The report states that the political interference has a “deep impact” on the ABC’s independence, and ability to provide comprehensive services that communities rely on.

“When you cut through the spin and political point-scoring, there is still no plan to restore the ABC’s funding of the millions that’s been slashed since the Coalition were elected.

The report comes a week after the Morrison government revealed an $87.2 million increase in funding for the ABC over the next three years.

“This report exposes the pernicious build up of pressure across the spectrum, and gives an insight into the threats this poses to the national broadcaster.”

The report was commissioned by GetUp, and written by two former-ABC journalists

GetUp’s election co-director, Larissa Baldwin said: “The ABC is a national treasure that is loved and needed by communities across the country. Yet, as this report details, the Coalition is set on issuing attacks from all angles.”

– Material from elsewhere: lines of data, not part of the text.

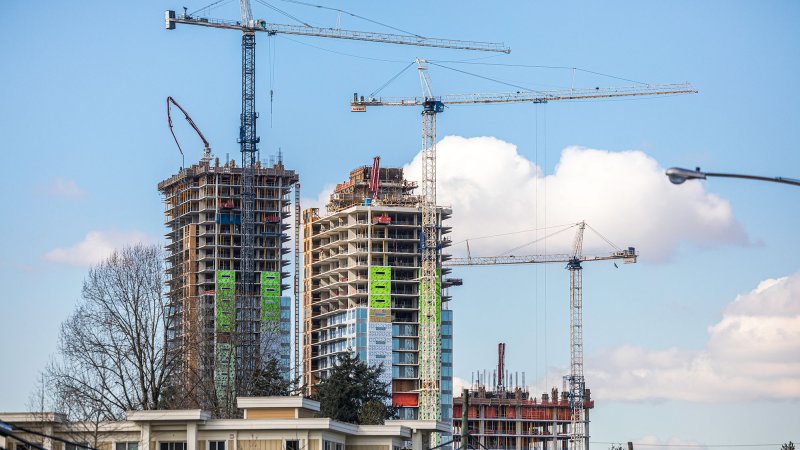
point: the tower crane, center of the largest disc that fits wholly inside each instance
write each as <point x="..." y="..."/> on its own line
<point x="579" y="436"/>
<point x="206" y="149"/>
<point x="247" y="302"/>
<point x="430" y="351"/>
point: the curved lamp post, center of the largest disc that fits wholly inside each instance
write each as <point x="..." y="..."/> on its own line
<point x="678" y="175"/>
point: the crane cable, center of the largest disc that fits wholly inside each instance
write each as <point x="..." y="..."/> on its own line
<point x="531" y="66"/>
<point x="354" y="15"/>
<point x="376" y="91"/>
<point x="211" y="6"/>
<point x="275" y="8"/>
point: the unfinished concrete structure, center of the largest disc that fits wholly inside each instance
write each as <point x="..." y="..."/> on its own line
<point x="267" y="423"/>
<point x="361" y="284"/>
<point x="220" y="340"/>
<point x="502" y="414"/>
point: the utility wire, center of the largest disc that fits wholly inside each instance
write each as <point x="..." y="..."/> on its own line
<point x="635" y="444"/>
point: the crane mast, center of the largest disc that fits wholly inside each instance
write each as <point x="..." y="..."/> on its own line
<point x="579" y="435"/>
<point x="246" y="337"/>
<point x="429" y="303"/>
<point x="430" y="343"/>
<point x="577" y="384"/>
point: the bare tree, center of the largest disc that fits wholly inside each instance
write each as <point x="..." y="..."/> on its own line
<point x="112" y="351"/>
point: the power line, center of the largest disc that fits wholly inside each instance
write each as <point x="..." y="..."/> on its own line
<point x="689" y="445"/>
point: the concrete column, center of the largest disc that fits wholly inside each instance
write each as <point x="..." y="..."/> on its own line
<point x="417" y="442"/>
<point x="191" y="436"/>
<point x="144" y="440"/>
<point x="47" y="442"/>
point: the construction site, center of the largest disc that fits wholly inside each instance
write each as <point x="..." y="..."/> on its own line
<point x="221" y="341"/>
<point x="501" y="414"/>
<point x="374" y="269"/>
<point x="361" y="285"/>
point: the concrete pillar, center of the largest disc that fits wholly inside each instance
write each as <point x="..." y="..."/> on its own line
<point x="144" y="440"/>
<point x="46" y="441"/>
<point x="191" y="436"/>
<point x="417" y="440"/>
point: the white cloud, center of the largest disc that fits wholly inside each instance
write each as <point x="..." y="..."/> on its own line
<point x="753" y="352"/>
<point x="60" y="187"/>
<point x="624" y="195"/>
<point x="654" y="443"/>
<point x="95" y="246"/>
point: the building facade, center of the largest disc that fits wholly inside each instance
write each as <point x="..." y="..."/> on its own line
<point x="268" y="423"/>
<point x="361" y="285"/>
<point x="219" y="337"/>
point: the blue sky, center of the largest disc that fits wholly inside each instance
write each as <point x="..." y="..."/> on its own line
<point x="85" y="140"/>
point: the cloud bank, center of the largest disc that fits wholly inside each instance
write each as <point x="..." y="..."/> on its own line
<point x="753" y="352"/>
<point x="95" y="246"/>
<point x="624" y="195"/>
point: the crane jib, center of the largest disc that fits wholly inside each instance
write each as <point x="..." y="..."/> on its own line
<point x="274" y="28"/>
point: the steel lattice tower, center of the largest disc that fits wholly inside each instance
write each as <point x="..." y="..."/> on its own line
<point x="247" y="304"/>
<point x="429" y="333"/>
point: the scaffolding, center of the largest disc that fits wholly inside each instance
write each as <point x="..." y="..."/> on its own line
<point x="361" y="289"/>
<point x="221" y="336"/>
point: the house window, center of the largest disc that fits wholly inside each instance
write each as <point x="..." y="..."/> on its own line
<point x="172" y="446"/>
<point x="76" y="446"/>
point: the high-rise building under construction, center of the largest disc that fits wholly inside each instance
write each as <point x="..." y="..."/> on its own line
<point x="361" y="285"/>
<point x="219" y="340"/>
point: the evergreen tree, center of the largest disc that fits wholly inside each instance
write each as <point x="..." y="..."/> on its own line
<point x="268" y="380"/>
<point x="353" y="392"/>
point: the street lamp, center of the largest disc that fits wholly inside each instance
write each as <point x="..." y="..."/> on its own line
<point x="678" y="175"/>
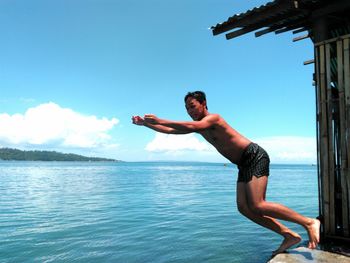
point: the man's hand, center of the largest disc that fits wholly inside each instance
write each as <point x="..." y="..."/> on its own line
<point x="151" y="118"/>
<point x="138" y="120"/>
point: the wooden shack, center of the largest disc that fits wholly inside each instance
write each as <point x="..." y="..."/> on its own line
<point x="327" y="24"/>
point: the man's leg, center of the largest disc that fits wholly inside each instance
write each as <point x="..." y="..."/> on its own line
<point x="290" y="238"/>
<point x="256" y="189"/>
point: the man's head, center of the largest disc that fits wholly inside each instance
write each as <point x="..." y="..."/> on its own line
<point x="196" y="105"/>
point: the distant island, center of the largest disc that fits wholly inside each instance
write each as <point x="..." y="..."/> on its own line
<point x="8" y="154"/>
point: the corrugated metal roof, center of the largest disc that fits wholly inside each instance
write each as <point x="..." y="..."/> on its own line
<point x="279" y="16"/>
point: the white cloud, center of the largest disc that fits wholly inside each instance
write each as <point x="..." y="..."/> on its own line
<point x="50" y="124"/>
<point x="177" y="144"/>
<point x="290" y="149"/>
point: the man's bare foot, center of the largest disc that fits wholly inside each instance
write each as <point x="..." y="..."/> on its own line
<point x="313" y="231"/>
<point x="290" y="239"/>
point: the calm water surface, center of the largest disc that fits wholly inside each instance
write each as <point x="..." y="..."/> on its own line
<point x="139" y="212"/>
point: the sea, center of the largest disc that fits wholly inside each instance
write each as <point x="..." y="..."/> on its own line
<point x="140" y="212"/>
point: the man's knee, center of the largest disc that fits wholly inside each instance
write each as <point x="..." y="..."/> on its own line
<point x="243" y="208"/>
<point x="257" y="208"/>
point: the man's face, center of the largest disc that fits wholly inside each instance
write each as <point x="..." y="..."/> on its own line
<point x="195" y="109"/>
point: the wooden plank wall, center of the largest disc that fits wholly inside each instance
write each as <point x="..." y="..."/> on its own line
<point x="332" y="70"/>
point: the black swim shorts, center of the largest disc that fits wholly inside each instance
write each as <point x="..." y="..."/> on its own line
<point x="254" y="162"/>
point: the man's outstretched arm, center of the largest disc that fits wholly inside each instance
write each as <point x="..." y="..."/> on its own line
<point x="157" y="127"/>
<point x="185" y="126"/>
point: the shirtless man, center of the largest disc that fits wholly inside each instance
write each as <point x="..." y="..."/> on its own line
<point x="253" y="164"/>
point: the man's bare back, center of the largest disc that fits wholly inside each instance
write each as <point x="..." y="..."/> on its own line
<point x="225" y="139"/>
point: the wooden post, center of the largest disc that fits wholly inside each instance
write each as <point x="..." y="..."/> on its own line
<point x="324" y="140"/>
<point x="343" y="150"/>
<point x="331" y="168"/>
<point x="347" y="113"/>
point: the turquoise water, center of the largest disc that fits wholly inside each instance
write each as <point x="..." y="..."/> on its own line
<point x="139" y="212"/>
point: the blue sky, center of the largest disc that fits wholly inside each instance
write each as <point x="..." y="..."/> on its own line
<point x="72" y="73"/>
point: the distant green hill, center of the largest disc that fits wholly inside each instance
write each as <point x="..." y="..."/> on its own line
<point x="18" y="155"/>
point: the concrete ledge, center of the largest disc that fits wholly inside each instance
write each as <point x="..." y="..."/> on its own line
<point x="305" y="255"/>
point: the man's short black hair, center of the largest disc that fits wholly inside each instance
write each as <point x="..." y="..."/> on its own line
<point x="198" y="95"/>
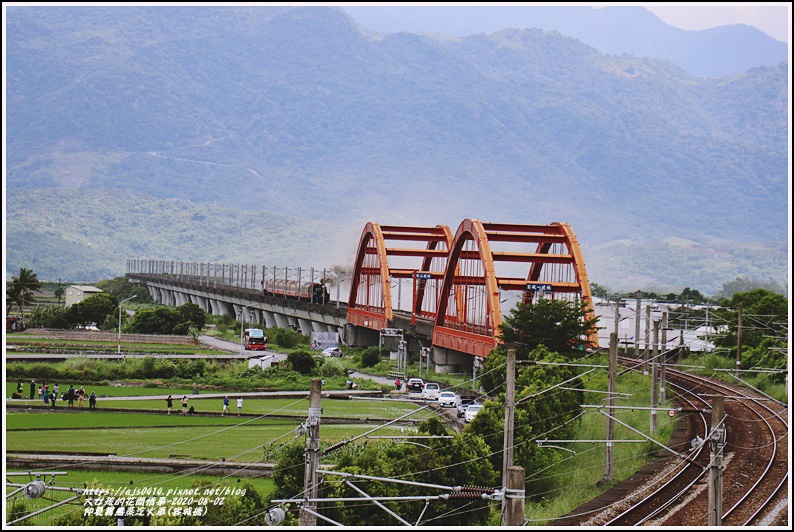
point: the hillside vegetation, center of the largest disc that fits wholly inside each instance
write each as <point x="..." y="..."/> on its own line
<point x="300" y="123"/>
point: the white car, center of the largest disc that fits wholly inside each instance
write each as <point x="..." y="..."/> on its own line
<point x="471" y="411"/>
<point x="430" y="391"/>
<point x="332" y="352"/>
<point x="448" y="399"/>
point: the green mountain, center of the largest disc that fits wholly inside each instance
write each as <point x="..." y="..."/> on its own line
<point x="297" y="114"/>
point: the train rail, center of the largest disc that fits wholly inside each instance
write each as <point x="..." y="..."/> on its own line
<point x="755" y="468"/>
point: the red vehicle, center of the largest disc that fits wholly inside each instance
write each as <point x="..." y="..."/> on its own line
<point x="255" y="340"/>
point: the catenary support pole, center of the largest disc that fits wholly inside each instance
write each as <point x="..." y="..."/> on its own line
<point x="655" y="378"/>
<point x="613" y="362"/>
<point x="310" y="481"/>
<point x="510" y="392"/>
<point x="716" y="443"/>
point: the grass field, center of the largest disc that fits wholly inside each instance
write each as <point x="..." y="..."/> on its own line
<point x="157" y="434"/>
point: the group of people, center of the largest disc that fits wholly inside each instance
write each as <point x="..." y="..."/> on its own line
<point x="169" y="402"/>
<point x="50" y="397"/>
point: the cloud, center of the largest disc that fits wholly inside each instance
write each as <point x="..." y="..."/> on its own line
<point x="774" y="19"/>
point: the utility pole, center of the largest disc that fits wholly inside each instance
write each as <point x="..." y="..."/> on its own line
<point x="613" y="362"/>
<point x="654" y="377"/>
<point x="716" y="443"/>
<point x="310" y="480"/>
<point x="514" y="497"/>
<point x="739" y="344"/>
<point x="637" y="327"/>
<point x="662" y="361"/>
<point x="510" y="393"/>
<point x="647" y="338"/>
<point x="617" y="315"/>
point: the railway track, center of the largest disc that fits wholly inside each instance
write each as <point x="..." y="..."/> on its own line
<point x="675" y="494"/>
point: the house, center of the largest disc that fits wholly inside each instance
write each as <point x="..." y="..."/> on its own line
<point x="76" y="293"/>
<point x="266" y="361"/>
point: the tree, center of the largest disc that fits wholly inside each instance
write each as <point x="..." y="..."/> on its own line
<point x="599" y="291"/>
<point x="59" y="293"/>
<point x="98" y="308"/>
<point x="193" y="314"/>
<point x="558" y="324"/>
<point x="22" y="288"/>
<point x="764" y="325"/>
<point x="548" y="414"/>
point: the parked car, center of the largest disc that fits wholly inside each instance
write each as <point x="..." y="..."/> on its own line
<point x="430" y="391"/>
<point x="332" y="352"/>
<point x="415" y="385"/>
<point x="463" y="404"/>
<point x="448" y="399"/>
<point x="471" y="411"/>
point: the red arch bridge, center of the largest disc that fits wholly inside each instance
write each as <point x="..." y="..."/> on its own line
<point x="443" y="293"/>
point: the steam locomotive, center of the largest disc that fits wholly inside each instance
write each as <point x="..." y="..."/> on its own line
<point x="311" y="292"/>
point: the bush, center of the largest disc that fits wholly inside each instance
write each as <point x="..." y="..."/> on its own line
<point x="302" y="362"/>
<point x="370" y="357"/>
<point x="287" y="338"/>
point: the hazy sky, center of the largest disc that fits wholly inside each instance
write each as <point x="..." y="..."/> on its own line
<point x="773" y="18"/>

“When the Coalition has been missing in action during times of crisis, the ABC has stepped up and kept communities informed with lifesaving information and resources.

“Through bushfires, floods and this pandemic, it is clear as we enter more times of uncertainty that we’re going to need the ABC.

“The relentless attacks, harassment and pressure must end. It is time that people in leadership understand the ABC is more valuable than ever, and it is essential that it is protected.”

The ABC was approached for comment regarding the report, however had not responded at the time of publishing.

The full report is available to read here. 

In December, the ABC added over 50 additional journalist roles in regional locations as a result of deals struck with Meta (formerly Facebook Inc) and Google.

Following the passage of the News Media and Digital Platforms Mandatory Bargaining Code in February, which included the public broadcasters, the ABC entered into commercial negotiations with the digital platforms.